Singular Learning Theory: AI learns like ice melts – Zoltan's Blog
Singular Learning Theory: AI learns like ice melts | Zoltan’s Blog
Singular Learning Theory: AI learns like ice melts
February 26, 2026
Neural networks should not work.
Intuitively, neural networks with billions or trillions of parameters should not be able to generalize, they should catastrophically overfit the training data. But deep neural networks have demonstrated remarkable generalization abilities for a variety of tasks.
Why is that?
The cleanest mathematical story that explains it is called Singular Learning Theory. SLT might end up being a key mathematical tool for AI safety and interpretability in the future.
What is SLT and what problem is it solving? And what does it have to do with ice?
The problem
Neural networks cannot be analyzed with statistical tools that work well for classical models like linear regression or logistic regression. Why not? Like many of us, they have degeneracies. In classical models, the loss landscape has curvature everywhere, the Fisher information matrix is full rank. With less jargon: wiggle any parameters and your loss smoothly changes. You can try it yourself on this simple, two-parameter linear regression toy model.
Small changes in the parameters change the loss gradually on the surface of a smooth bowl. That’s not true for neural networks. Some neurons may have zero outgoing weights and the order of neurons within a layer doesn’t change the model. The loss might not respond to wiggles of all parameters. This makes the model singular.
In a classical model, all parameters are “effective” because they all affect the model’s function. The model’s complexity can be characterized by the number of these parameters, $d$. This number shows up in many places: Bayes free energy, BIC penalty, posterior entropy and so on. (Usually $d$ is divided by two. The factor of $1/2$ is a math artifact that falls out of the $d$-dimensional Gaussian. The conventional complexity metric is $d/2$.)

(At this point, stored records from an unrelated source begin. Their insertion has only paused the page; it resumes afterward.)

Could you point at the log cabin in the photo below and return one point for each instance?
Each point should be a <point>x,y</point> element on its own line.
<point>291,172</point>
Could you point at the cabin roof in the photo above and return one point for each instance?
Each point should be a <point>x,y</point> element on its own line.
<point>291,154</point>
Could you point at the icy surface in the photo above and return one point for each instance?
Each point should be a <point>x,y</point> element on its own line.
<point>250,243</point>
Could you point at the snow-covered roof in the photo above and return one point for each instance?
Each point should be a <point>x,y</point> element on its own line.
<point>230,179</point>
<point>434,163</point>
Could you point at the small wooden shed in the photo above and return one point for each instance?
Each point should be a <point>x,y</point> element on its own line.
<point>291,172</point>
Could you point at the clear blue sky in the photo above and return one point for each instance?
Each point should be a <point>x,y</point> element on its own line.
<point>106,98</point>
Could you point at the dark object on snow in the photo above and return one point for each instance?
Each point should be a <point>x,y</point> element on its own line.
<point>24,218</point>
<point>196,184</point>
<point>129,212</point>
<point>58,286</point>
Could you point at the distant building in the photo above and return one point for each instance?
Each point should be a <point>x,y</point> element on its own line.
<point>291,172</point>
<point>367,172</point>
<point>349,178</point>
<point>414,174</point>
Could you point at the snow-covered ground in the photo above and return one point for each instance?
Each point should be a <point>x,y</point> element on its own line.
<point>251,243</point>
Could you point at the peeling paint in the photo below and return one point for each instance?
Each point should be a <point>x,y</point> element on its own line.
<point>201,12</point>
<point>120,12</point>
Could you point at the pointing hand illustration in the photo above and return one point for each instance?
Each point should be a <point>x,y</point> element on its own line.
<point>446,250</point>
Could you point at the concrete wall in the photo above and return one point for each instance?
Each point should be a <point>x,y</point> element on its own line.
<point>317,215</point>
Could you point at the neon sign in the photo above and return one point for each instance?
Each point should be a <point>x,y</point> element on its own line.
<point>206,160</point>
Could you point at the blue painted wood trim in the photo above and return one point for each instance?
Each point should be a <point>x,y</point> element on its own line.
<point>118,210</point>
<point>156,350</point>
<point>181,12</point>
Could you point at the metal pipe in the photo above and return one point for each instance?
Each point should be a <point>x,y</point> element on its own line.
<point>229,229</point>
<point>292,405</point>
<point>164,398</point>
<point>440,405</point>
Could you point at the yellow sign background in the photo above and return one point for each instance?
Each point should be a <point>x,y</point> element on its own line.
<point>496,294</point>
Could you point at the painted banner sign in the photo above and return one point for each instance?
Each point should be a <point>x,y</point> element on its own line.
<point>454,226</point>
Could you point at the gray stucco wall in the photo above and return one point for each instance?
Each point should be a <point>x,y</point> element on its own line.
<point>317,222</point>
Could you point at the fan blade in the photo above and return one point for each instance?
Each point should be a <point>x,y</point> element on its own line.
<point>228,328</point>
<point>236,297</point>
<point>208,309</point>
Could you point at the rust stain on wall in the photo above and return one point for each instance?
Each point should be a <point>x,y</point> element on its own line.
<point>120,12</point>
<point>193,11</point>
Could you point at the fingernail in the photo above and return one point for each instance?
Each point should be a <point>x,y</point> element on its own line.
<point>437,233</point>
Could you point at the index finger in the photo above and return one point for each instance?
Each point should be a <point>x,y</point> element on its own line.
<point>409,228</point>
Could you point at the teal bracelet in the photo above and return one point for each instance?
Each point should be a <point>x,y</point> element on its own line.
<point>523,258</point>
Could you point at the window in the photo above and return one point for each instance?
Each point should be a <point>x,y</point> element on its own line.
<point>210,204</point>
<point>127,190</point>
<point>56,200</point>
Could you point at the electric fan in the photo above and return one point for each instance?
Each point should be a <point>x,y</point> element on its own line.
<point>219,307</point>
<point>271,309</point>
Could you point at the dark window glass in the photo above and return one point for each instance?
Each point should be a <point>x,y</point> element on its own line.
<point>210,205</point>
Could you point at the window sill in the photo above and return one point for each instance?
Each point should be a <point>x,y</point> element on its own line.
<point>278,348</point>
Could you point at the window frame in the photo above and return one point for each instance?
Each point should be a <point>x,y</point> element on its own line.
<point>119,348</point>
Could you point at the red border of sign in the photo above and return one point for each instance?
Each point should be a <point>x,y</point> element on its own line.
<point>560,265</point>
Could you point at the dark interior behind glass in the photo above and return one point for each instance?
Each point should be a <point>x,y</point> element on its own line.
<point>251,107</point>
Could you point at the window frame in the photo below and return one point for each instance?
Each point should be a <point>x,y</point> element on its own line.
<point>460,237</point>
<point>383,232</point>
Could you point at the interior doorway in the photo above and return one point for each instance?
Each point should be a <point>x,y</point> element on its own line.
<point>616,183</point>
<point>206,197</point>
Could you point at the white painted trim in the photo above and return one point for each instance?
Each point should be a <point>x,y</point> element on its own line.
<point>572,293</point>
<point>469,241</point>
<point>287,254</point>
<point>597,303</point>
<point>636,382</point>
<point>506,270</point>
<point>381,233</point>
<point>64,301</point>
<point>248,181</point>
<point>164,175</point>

Neural networks are different: because of their degeneracies, the number of effective parameters is usually much lower than $d$. (Consequently, a typical neural network has a smaller effective complexity than $d/2$.) These degeneracies are the secret to why they actually generalize so well.
How so?
What is Singular Learning Theory?
SLT is a branch of statistics developed by Sumio Watanabe. It is the mathematical machinery that lets us analyze models whose parameter space is not one-to-one with the function they represent. Put differently, where the model is not a smooth bowl. Like a neural network.
The math, centered around algebraic geometry, is complicated, but the headline result, $\lambda$, is easy to understand. $\lambda$ denotes real log canonical threshold (RLCT), which replaces $d/2$ in singular models as a measure of complexity. The theory is compatible with regular models, so for these $\lambda = d/2$.
For any model, RLCT measures how much of the parameter space sits near minimum loss. If that makes no sense, you might find the hill-climbing metaphor of gradient descent useful here. Picture that you are sitting at some low loss point on the loss landscape and look around yourself. Can you wander around without starting a steep climb back up? Are you in a fjord or vale? RLCT measures this. In practice, $\hat{\lambda}$, the local version of RLCT is calculated, which measures the shape of the loss landscape around a specific point. It is also called local learning coefficient (LLC).
Put simply, low LLC around a point means you can walk around without much climbing, while high LLC means the loss will quickly increase as you leave the point in the parameter space.
Some natural basins with different shapes. Top : Black Canyon of the Gunnison, Colorado (CC BY-SA 4.0 Terry Foote). In this 2D loss-surface metaphor the model is brittle, small steps away from the local minimum force you up a steep cliff. Bottom : Death Valley, California (Public Domain, National Parks Gallery). An analogy for a degenerate, robust model where you can wiggle parameters without big changes in the loss.
How is LLC useful?
Here’s a surprising math fact: neural networks learn like ice melts1.
When water is frozen, the water molecules sit in a crystal structure and have a limited number of valid ways to be arranged. The number of possible microstates, that is, the entropy, is relatively low. As the temperature rises, two competing pressures of energy (favoring ordered arrangements) and entropy (favoring disorder) shift their relative importance and, above $0^\circ\text{C}$, energy loses the tug of war: a phase transition happens. The entropy surges, because there are more possible molecule arrangements when the ice crystals loosen.
In the beginning of neural network training, the parameters can be in many different configurations at similar loss. Entropy is high. As the training progresses and the model starts to fit the data,...